Die Kommission würde lediglich die Pandemiemaßnahmen und ihre Verhältnismäßigkeit in den Mittelpunkt rücken statt anzuerkennen, dass es sich um die „Erfahrung einer existenziellen Krise“ handele, betonte die Expertin. Dies könne man vor allem an psychischen Folgen für Kinder und Jugendliche beobachten.

„Mir wäre es wichtig, wenn wir so einen Heilungsprozess haben wollen, dass man sich nicht einbildet, man macht eine Enquetekommission, und dann ist es irgendwie erledigt, sondern das muss man breiter ziehen.“

Eine Lehre, die aus der Pandemiezeit gezogen werden müsse, sei auch ein bewussterer öffentlicher Umgang mit psychosozialen Komponenten einer Gesellschaft. Buyx betonte, dass das Phänomen der Einsamkeit seit der Coronapandemie zunehmend ins öffentliche Bewusstsein gelangt sei. Die Folgen von Einsamkeit könnten gravierend sein.

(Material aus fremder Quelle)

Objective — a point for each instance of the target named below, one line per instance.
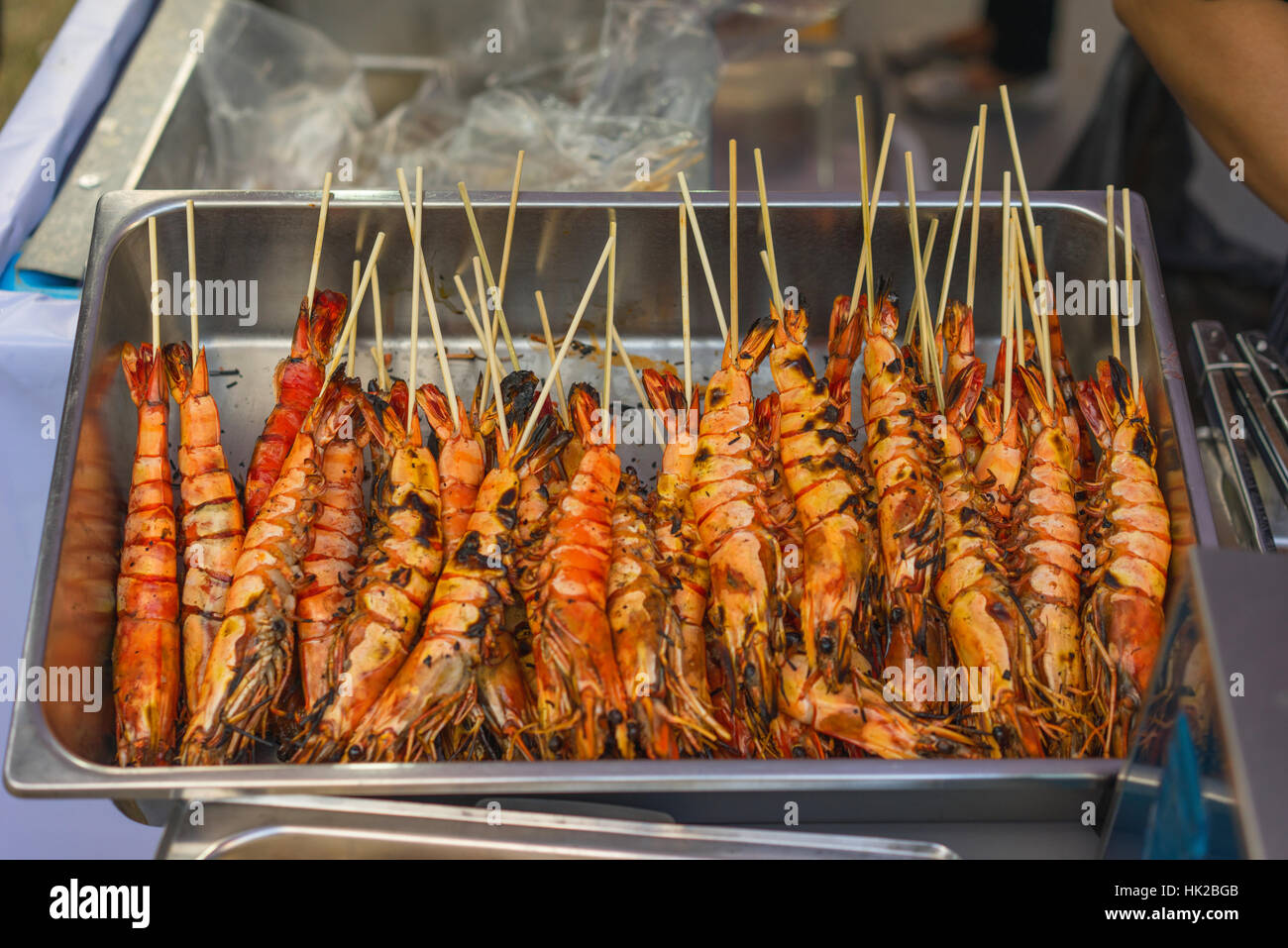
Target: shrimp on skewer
(859, 715)
(781, 510)
(1124, 616)
(579, 685)
(987, 625)
(647, 636)
(910, 517)
(296, 382)
(254, 651)
(460, 464)
(211, 515)
(748, 584)
(335, 548)
(146, 683)
(844, 343)
(824, 479)
(1046, 556)
(436, 685)
(399, 567)
(683, 559)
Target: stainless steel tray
(60, 750)
(309, 827)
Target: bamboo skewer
(155, 287)
(684, 307)
(927, 337)
(194, 296)
(505, 268)
(1044, 303)
(769, 243)
(562, 404)
(353, 340)
(974, 210)
(638, 385)
(428, 287)
(487, 272)
(416, 252)
(733, 236)
(926, 250)
(1131, 301)
(381, 372)
(870, 223)
(1039, 327)
(317, 241)
(1112, 249)
(1008, 335)
(608, 334)
(489, 350)
(957, 224)
(864, 270)
(567, 344)
(702, 254)
(351, 321)
(484, 338)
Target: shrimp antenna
(487, 270)
(155, 286)
(550, 351)
(194, 296)
(957, 227)
(317, 241)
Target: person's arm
(1227, 63)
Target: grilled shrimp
(146, 683)
(391, 587)
(986, 622)
(1047, 546)
(579, 685)
(1125, 609)
(296, 382)
(844, 342)
(858, 714)
(683, 559)
(253, 653)
(460, 464)
(781, 509)
(335, 548)
(211, 515)
(1001, 459)
(647, 636)
(747, 581)
(910, 518)
(436, 685)
(503, 694)
(824, 479)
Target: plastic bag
(625, 112)
(282, 101)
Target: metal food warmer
(944, 806)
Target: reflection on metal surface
(303, 827)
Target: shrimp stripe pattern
(210, 513)
(146, 685)
(296, 382)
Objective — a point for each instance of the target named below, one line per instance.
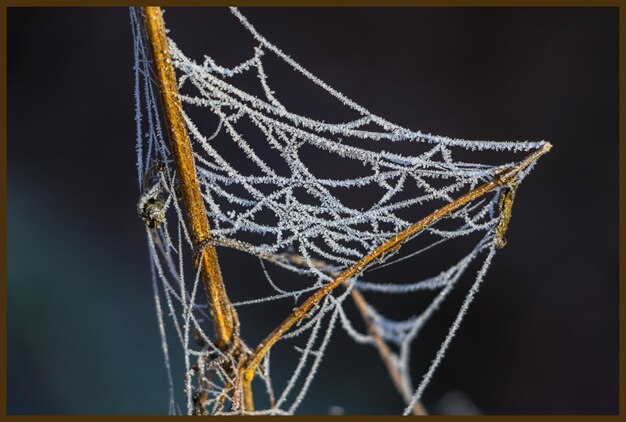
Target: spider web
(278, 203)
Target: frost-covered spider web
(310, 197)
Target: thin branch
(385, 354)
(219, 303)
(503, 178)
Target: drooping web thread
(298, 220)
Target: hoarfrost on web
(300, 220)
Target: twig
(219, 304)
(385, 354)
(503, 178)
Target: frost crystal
(278, 203)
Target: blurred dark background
(542, 335)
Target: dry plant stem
(503, 177)
(385, 354)
(219, 303)
(379, 342)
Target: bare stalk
(502, 178)
(219, 304)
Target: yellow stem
(219, 303)
(502, 178)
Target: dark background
(542, 335)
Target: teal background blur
(542, 335)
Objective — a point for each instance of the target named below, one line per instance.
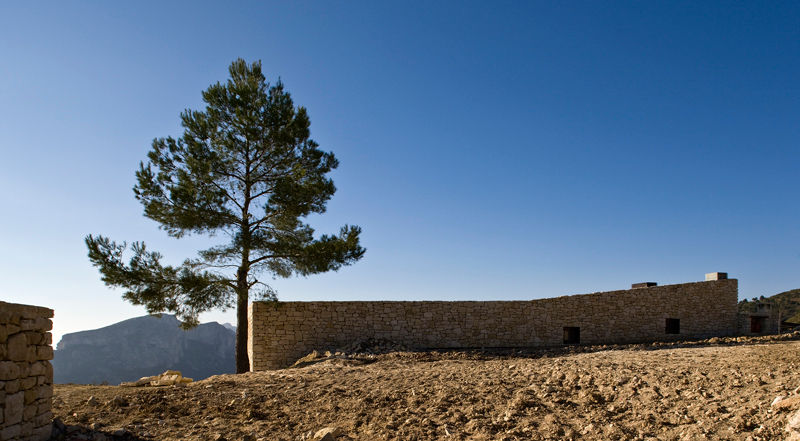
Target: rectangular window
(757, 324)
(673, 326)
(572, 335)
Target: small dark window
(757, 324)
(673, 326)
(572, 335)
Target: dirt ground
(715, 389)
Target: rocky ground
(727, 389)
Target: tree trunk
(242, 359)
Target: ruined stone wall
(26, 375)
(279, 333)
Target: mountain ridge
(143, 346)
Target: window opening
(673, 326)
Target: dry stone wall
(26, 375)
(281, 332)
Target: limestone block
(44, 352)
(28, 413)
(17, 347)
(27, 383)
(45, 391)
(42, 433)
(12, 386)
(26, 429)
(37, 368)
(15, 404)
(10, 432)
(32, 356)
(34, 337)
(43, 418)
(44, 324)
(31, 395)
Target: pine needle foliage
(245, 168)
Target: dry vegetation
(715, 389)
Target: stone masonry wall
(280, 333)
(26, 375)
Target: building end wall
(26, 375)
(280, 333)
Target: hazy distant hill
(143, 346)
(787, 301)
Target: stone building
(281, 332)
(26, 376)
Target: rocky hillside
(742, 389)
(143, 346)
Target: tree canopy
(244, 167)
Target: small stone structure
(764, 320)
(26, 375)
(282, 332)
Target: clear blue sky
(489, 150)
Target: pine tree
(245, 167)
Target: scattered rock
(793, 427)
(327, 434)
(786, 403)
(168, 378)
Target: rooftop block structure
(282, 332)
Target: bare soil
(719, 389)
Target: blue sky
(489, 150)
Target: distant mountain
(143, 346)
(788, 302)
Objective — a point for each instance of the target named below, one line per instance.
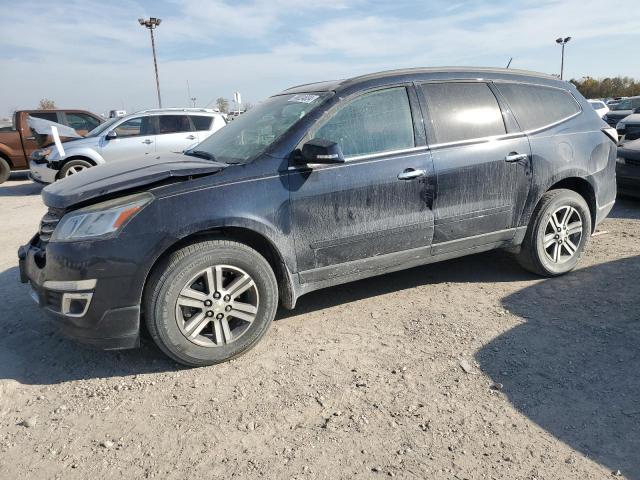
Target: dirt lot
(360, 381)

„Das ist verbunden mit Herz-Kreislauf-Erkrankungen, also wirklich Herzinfarkt, Schlaganfall, so richtig die großen Killer mit Krebs, mit Demenzerkrankungen, aber eben auch mit einer schlechteren psychischen Gesundheit, und zwar richtig stark“, so die Expertin.

Hinzu komme, dass Einsame anfälliger für Manipulationen und Verschwörungserzählungen seien. „Und man weiß eben auch, dass Sozialkontakte helfen, Emotionen wieder runterzuholen, Wut, Ärger, Hass, das Ganze, was so brennt.“ Daher müsse auch die Politik daran interessiert sein, das Problem anzugehen.